Its the first day off ive had in i dont know how long! If you can call it a day off because this morning i was suppose to attend a first aid course. So anyway got up this morning had abit of a lay in & some breakfast as you do. Got ready to go & could you belive it ive only lost me car keys. Yeah me car keys!! So now ive missed me first aid course & on my only supposed day off im house bound! Yeah house bound! Cant even clean the car because its on the other side of the close. Other side of the close!!! What else today [smiley=bomb.gif] aaaaaaaaaaaaaaaarrrrrrrrrrrrrrrrrrrrrggggggggggggggggggghhhhhhhhhhhhhhhhhhh!


----------



## GEM (Jun 21, 2007)

*aaaaaaaaaaaaaaaarrrrrrrrrrrrrrrrrrrrrggggggggggggggggggghhhhhhhhhhhhhhhhhhh!*

*Don't ask!*
John.


----------



## jammyd (Oct 11, 2008)

GEM said:


> *aaaaaaaaaaaaaaaarrrrrrrrrrrrrrrrrrrrrggggggggggggggggggghhhhhhhhhhhhhhhhhhh!*
> 
> *Don't ask!*
> John.


you did not have to drive further than 5 miles this morning did you John????


----------



## roddy (Dec 25, 2008)

GEM said:


> *aaaaaaaaaaaaaaaarrrrrrrrrrrrrrrrrrrrrggggggggggggggggggghhhhhhhhhhhhhhhhhhh!*
> 
> *Don't ask!*
> John.


you have got to work the weekend !!


----------



## GEM (Jun 21, 2007)

I wish it was a simple as driving or working. :x

I've had enough of it all so I'm going home now. :twisted:

You all have a great Bank Holiday and take care on the roads.  
John.


----------



## L80NTT (Mar 18, 2009)

Im working again :?


----------



## rustyintegrale (Oct 1, 2006)

GEM said:


> I wish it was a simple as driving or working. :x
> 
> I've had enough of it all so I'm going home now. :twisted:
> 
> ...


Some Brazilian bird is claiming you to be the father of her sextuplets?! :roll:

An expensive Christmas?

cheers

rich


----------



## roddy (Dec 25, 2008)

Bikerz said:


> Im in Glasgow working for 3 weeks, now that really is arghhhhhhhhhhhhhhhhhhhhhhhhhhhhh [smiley=bigcry.gif]

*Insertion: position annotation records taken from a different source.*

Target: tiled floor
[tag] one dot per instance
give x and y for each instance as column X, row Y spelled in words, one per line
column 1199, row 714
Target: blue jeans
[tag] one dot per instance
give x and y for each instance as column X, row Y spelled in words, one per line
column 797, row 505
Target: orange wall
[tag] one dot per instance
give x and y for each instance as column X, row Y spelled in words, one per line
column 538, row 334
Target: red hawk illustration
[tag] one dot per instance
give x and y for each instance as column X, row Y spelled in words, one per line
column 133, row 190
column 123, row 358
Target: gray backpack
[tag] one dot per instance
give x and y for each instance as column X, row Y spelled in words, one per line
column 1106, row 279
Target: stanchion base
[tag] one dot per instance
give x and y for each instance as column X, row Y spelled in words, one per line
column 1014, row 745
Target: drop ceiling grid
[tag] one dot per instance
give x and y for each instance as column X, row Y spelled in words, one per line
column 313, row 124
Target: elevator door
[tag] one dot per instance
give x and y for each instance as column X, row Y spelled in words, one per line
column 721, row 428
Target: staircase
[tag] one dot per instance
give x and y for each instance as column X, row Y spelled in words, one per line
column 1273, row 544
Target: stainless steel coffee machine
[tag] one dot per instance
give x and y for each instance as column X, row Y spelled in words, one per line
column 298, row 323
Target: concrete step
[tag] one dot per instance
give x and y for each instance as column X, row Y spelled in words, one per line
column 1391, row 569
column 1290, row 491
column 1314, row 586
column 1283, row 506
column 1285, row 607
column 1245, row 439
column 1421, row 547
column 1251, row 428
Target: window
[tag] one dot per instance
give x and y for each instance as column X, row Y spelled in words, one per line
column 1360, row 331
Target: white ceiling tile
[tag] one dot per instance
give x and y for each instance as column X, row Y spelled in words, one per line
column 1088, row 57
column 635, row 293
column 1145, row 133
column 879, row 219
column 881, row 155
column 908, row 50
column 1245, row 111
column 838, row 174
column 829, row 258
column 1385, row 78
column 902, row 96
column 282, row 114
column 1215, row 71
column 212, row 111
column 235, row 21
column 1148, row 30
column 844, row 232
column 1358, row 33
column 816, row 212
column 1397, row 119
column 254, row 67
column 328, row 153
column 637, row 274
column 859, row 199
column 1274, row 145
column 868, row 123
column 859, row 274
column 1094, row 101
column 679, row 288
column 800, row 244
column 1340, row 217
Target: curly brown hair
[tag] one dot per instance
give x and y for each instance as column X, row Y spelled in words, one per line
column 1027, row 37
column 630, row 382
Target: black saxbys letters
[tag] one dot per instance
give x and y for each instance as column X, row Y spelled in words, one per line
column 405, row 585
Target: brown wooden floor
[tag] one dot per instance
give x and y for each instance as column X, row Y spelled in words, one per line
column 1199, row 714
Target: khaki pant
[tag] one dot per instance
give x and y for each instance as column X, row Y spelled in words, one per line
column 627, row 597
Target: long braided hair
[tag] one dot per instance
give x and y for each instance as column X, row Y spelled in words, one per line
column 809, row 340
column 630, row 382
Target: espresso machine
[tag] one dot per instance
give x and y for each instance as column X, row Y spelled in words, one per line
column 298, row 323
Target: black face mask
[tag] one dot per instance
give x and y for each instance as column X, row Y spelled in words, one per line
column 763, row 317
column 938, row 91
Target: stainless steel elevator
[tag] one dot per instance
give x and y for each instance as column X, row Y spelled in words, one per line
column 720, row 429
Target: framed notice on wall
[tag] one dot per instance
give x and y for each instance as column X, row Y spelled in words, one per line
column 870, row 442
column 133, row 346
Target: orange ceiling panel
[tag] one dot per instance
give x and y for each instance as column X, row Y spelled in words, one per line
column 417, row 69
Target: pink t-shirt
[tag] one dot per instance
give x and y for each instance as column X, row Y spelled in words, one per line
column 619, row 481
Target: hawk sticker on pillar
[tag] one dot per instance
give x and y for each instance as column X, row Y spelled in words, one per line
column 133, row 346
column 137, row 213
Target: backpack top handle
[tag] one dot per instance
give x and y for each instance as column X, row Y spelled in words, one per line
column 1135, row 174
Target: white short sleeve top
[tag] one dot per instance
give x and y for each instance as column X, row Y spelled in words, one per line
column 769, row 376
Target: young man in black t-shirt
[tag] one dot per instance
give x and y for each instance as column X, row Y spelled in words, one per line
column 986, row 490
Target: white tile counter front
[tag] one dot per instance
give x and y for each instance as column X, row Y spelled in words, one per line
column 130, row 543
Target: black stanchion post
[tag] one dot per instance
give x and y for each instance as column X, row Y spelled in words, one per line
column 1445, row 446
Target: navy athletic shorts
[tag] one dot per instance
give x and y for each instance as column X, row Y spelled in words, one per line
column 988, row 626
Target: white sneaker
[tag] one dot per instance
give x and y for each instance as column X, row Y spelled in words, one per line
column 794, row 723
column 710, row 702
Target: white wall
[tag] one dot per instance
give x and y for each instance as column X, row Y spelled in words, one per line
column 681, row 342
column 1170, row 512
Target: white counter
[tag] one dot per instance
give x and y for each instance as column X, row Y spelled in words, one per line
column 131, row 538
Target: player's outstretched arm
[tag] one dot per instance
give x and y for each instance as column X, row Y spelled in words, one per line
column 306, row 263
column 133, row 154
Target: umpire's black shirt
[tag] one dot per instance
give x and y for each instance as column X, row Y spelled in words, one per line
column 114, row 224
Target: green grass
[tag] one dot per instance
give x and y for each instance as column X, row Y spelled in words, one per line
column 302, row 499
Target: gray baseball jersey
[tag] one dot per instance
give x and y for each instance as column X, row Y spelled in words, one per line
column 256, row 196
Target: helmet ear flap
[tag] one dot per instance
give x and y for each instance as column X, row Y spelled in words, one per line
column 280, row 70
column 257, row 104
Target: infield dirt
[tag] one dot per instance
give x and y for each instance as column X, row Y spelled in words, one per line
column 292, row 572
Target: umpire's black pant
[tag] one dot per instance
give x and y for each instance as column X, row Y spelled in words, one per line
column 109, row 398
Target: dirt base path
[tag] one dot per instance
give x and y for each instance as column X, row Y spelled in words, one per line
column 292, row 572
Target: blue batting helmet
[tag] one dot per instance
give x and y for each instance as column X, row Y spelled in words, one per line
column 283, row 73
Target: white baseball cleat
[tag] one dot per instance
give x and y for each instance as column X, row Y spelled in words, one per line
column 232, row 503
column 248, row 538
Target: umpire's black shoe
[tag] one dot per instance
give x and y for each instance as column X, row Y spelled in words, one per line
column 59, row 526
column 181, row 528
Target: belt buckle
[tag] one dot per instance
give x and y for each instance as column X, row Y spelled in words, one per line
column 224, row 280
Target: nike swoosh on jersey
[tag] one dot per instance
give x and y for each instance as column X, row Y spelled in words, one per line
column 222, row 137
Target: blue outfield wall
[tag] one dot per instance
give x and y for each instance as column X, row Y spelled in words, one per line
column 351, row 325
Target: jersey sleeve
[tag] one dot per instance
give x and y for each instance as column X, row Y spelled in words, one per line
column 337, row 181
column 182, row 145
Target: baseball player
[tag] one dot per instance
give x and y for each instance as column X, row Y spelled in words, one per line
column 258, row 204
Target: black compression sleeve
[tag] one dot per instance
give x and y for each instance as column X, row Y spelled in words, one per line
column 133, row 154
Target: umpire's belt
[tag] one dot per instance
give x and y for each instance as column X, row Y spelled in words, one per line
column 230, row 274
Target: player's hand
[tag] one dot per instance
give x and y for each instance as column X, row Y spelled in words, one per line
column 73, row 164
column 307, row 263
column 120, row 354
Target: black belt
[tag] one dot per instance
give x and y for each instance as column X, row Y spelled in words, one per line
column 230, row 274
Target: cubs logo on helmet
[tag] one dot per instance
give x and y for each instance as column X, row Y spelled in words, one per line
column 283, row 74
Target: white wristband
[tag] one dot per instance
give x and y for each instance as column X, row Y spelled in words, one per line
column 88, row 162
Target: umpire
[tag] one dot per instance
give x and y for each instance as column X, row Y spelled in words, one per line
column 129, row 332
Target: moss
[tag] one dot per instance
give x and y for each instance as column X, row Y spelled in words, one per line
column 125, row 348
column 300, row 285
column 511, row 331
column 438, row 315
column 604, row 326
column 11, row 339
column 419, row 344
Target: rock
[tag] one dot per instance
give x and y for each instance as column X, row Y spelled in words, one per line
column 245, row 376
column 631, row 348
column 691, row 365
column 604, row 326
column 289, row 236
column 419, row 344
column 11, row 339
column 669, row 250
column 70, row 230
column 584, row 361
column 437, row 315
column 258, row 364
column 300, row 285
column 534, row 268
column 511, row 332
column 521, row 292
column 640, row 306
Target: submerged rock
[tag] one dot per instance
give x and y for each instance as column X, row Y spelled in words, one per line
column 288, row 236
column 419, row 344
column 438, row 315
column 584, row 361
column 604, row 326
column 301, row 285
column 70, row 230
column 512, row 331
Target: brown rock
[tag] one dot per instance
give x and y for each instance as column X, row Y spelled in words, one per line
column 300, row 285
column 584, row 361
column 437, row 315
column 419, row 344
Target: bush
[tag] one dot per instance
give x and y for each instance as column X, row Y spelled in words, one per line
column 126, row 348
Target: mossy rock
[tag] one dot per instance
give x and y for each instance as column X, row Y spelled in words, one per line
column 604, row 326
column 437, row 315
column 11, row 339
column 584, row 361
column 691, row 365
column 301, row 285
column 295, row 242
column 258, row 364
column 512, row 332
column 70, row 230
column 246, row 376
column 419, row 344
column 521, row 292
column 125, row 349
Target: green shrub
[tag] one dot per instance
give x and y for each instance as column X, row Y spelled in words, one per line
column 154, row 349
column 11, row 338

so are you enjoying the weather then !!!!!!!!!!!!!!!! [smiley=bomb.gif] [smiley=bomb.gif] [smiley=bomb.gif]


----------



## Bikerz (Aug 23, 2008)

Yeah loving it mate, and today its a sunny as ever :roll:


----------



## GEM (Jun 21, 2007)

rustyintegrale said:


> GEM said:
> 
> 
> > I wish it was as simple as driving or working. :x
> ...


 :lol: 
Nice one Rich.

But no...that would be easy to sort out. :wink:
*aaaaaaaaaaaaaaaarrrrrrrrrrrrrrrrrrrrrggggggggggggggggggghhhhhhhhhhhhhhhhhhh!*
John.


----------



## rustyintegrale (Oct 1, 2006)

GEM said:


> Nice one Rich.
> 
> But no...that would be easy to sort out. :wink:
> *aaaaaaaaaaaaaaaarrrrrrrrrrrrrrrrrrrrrggggggggggggggggggghhhhhhhhhhhhhhhhhhh!*
> John.


I wish I'd known you a few years ago then...

...they call it entrapment... :evil:

cheers

rich


----------